I went to bed so it's on my TiVo -- I expect I'll have a lovely afternoon today.


----------



## Gertie Kindle (Nov 6, 2008)

KateDanley said:


> Tonight was my mom's birthday, so we threw her a Sherlock themed party in honor of the premiere.


That is so cool. And you did the SHER-locked thing, too. Where did you get the two figures? I love Sherlock's signature scarf and coat.


----------



## 31842 (Jan 11, 2011)

Gertie Kindle 'a/k/a Margaret Lake' said:


> That is so cool. And you did the SHER-locked thing, too. Where did you get the two figures? I love Sherlock's signature scarf and coat.


Aren't they ADORABLE? My sister picked them up from an Etsy seller who makes custom cookies:

http://www.etsy.com/listing/168864565/one-dozen-sherlock-cookies?ref=sr_gallery_1&ga_search_query=sherlock+cookies&ga_view_type=gallery&ga_ship_to=US&ga_search_type=all

Works of art!


----------



## Gertie Kindle (Nov 6, 2008)

KateDanley said:


> Aren't they ADORABLE? My sister picked them up from an Etsy seller who makes custom cookies:
> 
> http://www.etsy.com/listing/168864565/one-dozen-sherlock-cookies?ref=sr_gallery_1&ga_search_query=sherlock+cookies&ga_view_type=gallery&ga_ship_to=US&ga_search_type=all
> 
> Works of art!


Oh, my. I can't believe they're cookies. I clicked over to the page to get a closer look. Yes, they are definitely works of art and I know I couldn't bring myself to eat them.


----------



## balaspa (Dec 27, 2009)

I love those cookies - and the episode was also fantastic.


----------



## Cuechick (Oct 28, 2008)

I need to watch it again, first my screen went blank for a couple of minutes near the beginning then I fell a sleep a few time near the end!
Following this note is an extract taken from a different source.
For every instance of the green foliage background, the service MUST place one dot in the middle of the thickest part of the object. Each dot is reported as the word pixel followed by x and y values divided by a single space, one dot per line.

Luckily I think I can stream it via my roku and the PBS channel.


----------



## Gertie Kindle (Nov 6, 2008)

Cuechick said:


> I need to watch it again, first my screen went blank for a couple of minutes near the beginning then I fell a sleep a few time near the end! Luckily I think I can stream it via my roku and the PBS channel.


Can you get PBS on your Roku?

I missed the first few seconds, too, and thought I missed how SH pulled off his death. I'd sure like to see it again.


----------



## Cuechick (Oct 28, 2008)

Yes you can, just surf through the roku channels till you find the PBS one... if for some reason you can't find it or Sherlock has not been added yet. You can watch it online at pbs.org


----------



## Gertie Kindle (Nov 6, 2008)

Cuechick said:


> Yes you can, just surf through the roku channels till you find the PBS one... if for some reason you can't find it or Sherlock has not been added yet. You can watch it online at pbs.org


Fantastic. Thanks.


----------



## Ann in Arlington (Oct 27, 2008)

Gertie Kindle 'a/k/a Margaret Lake' said:


> Can you get PBS on your Roku?
> 
> I missed the first few seconds, too, and thought I missed how SH pulled off his death. I'd sure like to see it again.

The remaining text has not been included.